Vent de racisme en Italie
Vent de racisme en Italie par Philippe Ridet (Le Monde 25.10.08)
En temps normal, la nouvelle n'aurait pas dépassé les frontières de Vigevano, province de Pavie (Lombardie). Dans la soirée du samedi 18 octobre, l'arbitre d'une rencontre de basket entre les Cats de Vigevano et les Bopers de Casteggio interpellait ainsi un joueur qui contestait une de ses décisions : "Va cueillir des bananes en Afrique." L'insulte s'adressait à Bryant Inoa Piantini, 20 ans, Italien d'origine dominicaine. Le lendemain, le quotidien turinois La Stampa accordait trois colonnes et quatre feuillets au récit de cette rencontre.
En temps normal... Mais dans l'Italie d'aujourd'hui, pas une semaine ne passe sans que se produisent des événements à caractère raciste. La liste est déjà longue. Après les incendies criminels des camps de Roms qui ont marqué le printemps et le début de l'été, sont venues les agressions.

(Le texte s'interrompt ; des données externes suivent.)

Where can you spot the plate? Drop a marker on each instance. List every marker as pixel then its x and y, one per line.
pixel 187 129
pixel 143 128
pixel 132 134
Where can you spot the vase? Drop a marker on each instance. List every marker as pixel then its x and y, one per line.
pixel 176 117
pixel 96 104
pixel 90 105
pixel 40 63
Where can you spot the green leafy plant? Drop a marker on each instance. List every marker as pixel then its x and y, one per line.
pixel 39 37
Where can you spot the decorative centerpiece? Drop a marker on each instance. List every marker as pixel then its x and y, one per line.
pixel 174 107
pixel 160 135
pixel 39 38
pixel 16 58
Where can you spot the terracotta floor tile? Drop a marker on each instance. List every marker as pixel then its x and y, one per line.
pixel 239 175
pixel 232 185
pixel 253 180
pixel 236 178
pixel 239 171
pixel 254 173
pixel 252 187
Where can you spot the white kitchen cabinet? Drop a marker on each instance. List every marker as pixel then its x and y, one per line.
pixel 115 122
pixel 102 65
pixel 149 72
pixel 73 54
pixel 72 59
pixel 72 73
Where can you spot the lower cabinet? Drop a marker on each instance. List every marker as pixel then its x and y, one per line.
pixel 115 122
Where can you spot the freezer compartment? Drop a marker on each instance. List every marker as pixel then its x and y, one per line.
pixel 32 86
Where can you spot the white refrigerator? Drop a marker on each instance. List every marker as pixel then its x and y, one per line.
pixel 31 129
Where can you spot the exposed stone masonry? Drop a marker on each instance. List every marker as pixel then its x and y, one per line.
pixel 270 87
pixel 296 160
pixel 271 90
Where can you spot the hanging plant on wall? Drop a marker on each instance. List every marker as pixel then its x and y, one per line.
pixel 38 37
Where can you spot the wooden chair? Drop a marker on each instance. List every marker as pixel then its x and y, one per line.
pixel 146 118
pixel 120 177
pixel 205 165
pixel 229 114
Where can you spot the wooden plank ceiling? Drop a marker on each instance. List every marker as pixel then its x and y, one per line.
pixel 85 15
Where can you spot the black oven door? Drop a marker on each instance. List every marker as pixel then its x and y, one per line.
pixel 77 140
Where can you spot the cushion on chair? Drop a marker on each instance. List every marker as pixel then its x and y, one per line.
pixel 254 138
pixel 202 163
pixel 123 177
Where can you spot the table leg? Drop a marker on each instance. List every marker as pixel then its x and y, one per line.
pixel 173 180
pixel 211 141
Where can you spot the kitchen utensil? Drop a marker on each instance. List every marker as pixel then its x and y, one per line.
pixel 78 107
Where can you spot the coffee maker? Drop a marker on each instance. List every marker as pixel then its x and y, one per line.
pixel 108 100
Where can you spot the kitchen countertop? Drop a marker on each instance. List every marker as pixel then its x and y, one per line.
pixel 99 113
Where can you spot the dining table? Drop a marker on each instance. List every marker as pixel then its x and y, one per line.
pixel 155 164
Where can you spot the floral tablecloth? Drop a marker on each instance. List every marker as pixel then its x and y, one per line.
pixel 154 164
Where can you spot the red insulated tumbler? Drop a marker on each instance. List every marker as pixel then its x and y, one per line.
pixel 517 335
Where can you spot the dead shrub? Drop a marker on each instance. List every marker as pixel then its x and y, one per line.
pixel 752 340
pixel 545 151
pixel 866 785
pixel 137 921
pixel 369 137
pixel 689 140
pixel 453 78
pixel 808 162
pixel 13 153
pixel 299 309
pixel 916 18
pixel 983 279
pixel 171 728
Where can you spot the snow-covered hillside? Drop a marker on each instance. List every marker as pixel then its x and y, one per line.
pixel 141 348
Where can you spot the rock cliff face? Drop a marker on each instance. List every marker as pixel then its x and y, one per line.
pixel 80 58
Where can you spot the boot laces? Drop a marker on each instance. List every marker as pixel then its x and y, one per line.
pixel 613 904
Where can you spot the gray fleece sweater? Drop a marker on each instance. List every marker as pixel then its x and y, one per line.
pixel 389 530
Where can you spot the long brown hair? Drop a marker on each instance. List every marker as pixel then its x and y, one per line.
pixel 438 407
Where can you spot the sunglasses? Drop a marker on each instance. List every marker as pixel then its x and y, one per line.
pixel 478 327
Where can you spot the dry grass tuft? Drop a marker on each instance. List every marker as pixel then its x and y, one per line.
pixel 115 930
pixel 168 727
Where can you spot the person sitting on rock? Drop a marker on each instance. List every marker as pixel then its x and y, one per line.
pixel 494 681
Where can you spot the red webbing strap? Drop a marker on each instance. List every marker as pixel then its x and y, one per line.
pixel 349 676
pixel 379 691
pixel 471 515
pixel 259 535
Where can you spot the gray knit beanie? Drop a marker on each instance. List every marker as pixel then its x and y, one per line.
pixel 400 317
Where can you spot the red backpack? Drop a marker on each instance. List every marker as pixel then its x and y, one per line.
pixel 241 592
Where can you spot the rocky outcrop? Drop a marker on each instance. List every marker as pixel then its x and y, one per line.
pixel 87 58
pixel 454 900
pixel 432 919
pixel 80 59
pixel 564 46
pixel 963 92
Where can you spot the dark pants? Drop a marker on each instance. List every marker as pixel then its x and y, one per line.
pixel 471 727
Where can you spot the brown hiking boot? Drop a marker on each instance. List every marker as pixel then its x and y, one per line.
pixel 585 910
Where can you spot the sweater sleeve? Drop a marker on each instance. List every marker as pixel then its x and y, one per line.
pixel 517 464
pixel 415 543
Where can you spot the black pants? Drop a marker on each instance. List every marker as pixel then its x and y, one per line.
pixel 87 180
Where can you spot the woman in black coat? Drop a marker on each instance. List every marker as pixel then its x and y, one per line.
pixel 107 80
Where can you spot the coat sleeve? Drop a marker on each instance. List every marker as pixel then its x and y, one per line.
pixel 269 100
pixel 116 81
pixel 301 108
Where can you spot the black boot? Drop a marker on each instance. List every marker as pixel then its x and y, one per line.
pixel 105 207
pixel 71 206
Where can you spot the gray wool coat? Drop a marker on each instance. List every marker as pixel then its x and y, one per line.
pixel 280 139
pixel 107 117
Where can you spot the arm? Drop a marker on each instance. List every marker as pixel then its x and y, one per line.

Le 14 septembre, à Milan, un jeune garçon originaire du Burkina Faso, Abdul Guibré, est tué à coups de barre de fer par les gérants (un père et son fils) d'un snack-bar où le jeune homme avait dérobé un paquet de biscuits. "Sale Nègre", entendent les témoins.
Le 29 septembre, à Parme (Emilie-Romagne), Emmanuel Bonsu-Foster, 22 ans, originaire du Ghana, est embarqué par les membres de la police locale pour un contrôle au commissariat. Il en ressort quelques heures plus tard, un oeil gonflé, une jambe en compote, tenant à la main l'enveloppe dans laquelle il protège ses papiers. "Emmanuel Nègre", ont écrit dessus les policiers, faute d'avoir compris l'orthographe de son nom.
Le 2 octobre à Rome, dans le quartier défavorisé de Tor Bella Monaca, Tong Hongshen, 36 ans, est roué de coups par cinq adolescents, devant un arrêt de bus. "Chinois de merde", lance un de ses agresseurs.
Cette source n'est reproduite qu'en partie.